La vie de Seurat comprendra désormais peu d’événements biographiques. Le peintre mènera une existence de plus en plus retirée, avec un modèle, Madeleine Kolblock, et le fils qui leur naît en 1890. L’été, il fait des séjours au bord de la mer, à Grand-camp, à Honfleur, à Port-en-Bessin, au Crotoy, à Gravelines, où il se « lave l’œil » des grisailles parisiennes et travaille sans arrêt. Son art a atteint un niveau de maîtrise, d’équilibre, de contrôle impressionnant avec une série de chefs-d’œuvre : Un dimanche d’été à la Grande Jatte (Art Institute, Chicago), exposé à la huitième exposition impressionniste, au deuxième Salon des indépendants (1886) et au Salon des vingt à Bruxelles (1887) ; les Poseuses (fondation Barnes, Merion [Pennsylvanie]) et la Parade (Metropolitan Museum, New York), exposés au quatrième Salon des indépendants (1888). Seurat montre des paysages de Port-en-Bessin et du Crotoy au Salon des indépendants de 1889, la Femme se poudrant (Institut Courtauld, Londres) et le Chahut (Rijksmuseum Kröller-Müller, Otterlo) à celui de 1890. Il meurt brusquement, ainsi que son enfant, d’une diphtérie, semble-t-il, le 29 mars 1891, tandis que le Cirque (Louvre, salles du Jeu de paume) est exposé aux Indépendants.

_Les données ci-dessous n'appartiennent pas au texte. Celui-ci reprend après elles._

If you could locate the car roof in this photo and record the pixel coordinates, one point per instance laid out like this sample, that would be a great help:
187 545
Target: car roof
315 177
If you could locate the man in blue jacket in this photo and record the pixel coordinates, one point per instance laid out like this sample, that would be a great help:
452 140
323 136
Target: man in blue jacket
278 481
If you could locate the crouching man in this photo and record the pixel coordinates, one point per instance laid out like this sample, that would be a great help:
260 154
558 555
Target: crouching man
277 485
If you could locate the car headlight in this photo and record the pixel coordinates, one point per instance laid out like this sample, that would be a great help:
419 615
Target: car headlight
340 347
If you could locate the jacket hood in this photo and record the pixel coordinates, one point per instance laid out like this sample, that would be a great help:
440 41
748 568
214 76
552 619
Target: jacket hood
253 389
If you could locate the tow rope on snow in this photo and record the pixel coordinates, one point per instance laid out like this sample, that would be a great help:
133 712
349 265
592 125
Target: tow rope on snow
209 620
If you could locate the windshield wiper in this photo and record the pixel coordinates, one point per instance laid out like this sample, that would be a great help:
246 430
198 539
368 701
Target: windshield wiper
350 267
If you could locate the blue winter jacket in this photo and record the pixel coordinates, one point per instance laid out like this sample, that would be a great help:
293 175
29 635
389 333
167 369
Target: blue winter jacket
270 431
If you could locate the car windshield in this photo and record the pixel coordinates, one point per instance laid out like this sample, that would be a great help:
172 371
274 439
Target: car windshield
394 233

Dans ses œuvres les plus anciennes, Seurat est proche des thèmes des peintres de Barbizon*, surtout de Millet*, et il partage avec les impressionnistes leur refus de la peinture d’histoire, leur intérêt seulement marginal pour le portrait et leur utilisation d’une palette claire, dont le noir des bitumes est banni. Il pratique alors beaucoup le dessin et, lorsqu’il peint, il ne s’agit que de petits formats, très improvisés, qu’il appelle des « croque-tons ». La touche y est divisée, mais d’une manière empirique, en applications superposées et divergentes, touche très savoureuse et qui reflète l’admiration de l’artiste pour Rubens, Vélasquez, Delacroix.

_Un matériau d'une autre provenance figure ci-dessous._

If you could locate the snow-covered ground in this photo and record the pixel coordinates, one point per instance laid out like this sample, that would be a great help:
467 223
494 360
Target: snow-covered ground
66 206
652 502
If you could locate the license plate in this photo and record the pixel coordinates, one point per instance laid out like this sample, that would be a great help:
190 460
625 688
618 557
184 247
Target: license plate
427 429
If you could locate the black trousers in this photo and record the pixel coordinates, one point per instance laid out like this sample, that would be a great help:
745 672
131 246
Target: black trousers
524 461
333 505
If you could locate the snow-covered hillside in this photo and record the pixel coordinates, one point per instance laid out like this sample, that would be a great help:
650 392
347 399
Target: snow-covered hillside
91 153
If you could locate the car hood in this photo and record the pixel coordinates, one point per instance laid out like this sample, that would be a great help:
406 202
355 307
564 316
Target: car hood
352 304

Seurat est cependant l’opposé d’un Renoir*, de sa séduction sensuelle, de sa spontanéité. Son esprit précis, dogmatique, attiré par les recherches scientifiques, va l’amener à une systématisation de tous ses moyens d’expression, aussi bien méthodes de composition que technique picturale. Seurat divise la touche en s’appuyant sur la théorie des « contrastes simultanés » ; pour faire un emploi raisonné des complémentaires, il établit un cercle chromatique (dérivé de celui de Rood) où vingt-deux couleurs sont mises en opposition. Il supprime la trituration des couleurs sur la palette, qui leur fait perdre de la luminosité : le mélange se fait optiquement, dans l’œil du spectateur, qui synthétise une multitude de taches juxtaposées sur la toile. La touche tend ainsi vers le point ; d’où l’appellation de pointillisme donnée par certains critiques (quand ils ne parlent pas de lentilles ou de confettis...) à l’esthétique du groupe formé autour de Seurat et de Signac, que le critique Félix Fénéon baptisera néo-impressionnisme et qu’il est plus juste, dans un contexte international, d’appeler divisionnisme.

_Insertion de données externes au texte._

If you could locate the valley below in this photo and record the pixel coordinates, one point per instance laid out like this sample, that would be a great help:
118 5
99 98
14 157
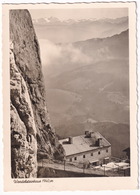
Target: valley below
87 84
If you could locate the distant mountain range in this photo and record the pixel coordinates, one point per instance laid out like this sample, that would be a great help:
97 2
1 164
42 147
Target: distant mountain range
77 30
56 21
89 79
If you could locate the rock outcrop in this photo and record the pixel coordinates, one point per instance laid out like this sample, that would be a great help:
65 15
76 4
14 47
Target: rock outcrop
32 136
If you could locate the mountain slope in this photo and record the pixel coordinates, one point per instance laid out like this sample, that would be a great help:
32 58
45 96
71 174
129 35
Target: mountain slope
70 30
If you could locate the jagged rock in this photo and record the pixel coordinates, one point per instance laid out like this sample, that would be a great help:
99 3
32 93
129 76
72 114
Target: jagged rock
32 136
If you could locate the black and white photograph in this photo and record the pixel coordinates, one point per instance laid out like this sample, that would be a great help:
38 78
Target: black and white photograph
70 92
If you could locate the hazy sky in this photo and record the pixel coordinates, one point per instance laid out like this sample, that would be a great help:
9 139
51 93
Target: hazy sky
63 14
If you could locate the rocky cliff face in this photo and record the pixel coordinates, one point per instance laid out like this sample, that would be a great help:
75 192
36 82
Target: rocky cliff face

Seurat ne se borne pas à ce contrôle strict de la couleur et de la touche. Ses grandes compositions reflètent également son ambition de réaliser des œuvres totalement orchestrées, consciemment agencées dans les moindres détails de leurs lignes et de leurs volumes. Son admiration pour le coloriste qu’était Delacroix est contrebalancée par son attirance pour l’art égyptien, pour la tradition classique de Poussin et d’Ingres, pour les amples frises de Puvis de Chavannes. Une structure construite sur une rigoureuse géométrie, des recherches de consonances harmoniques comme celles de la Section d’or, des figures emprisonnées dans l’immobilité de leur volume, toutes ces exigences trouvent leur aboutissement dans la Parade, scène de la vie quotidienne transposée dans un monde sans profondeur ni accidents fortuits et baigné d’un silence intemporel.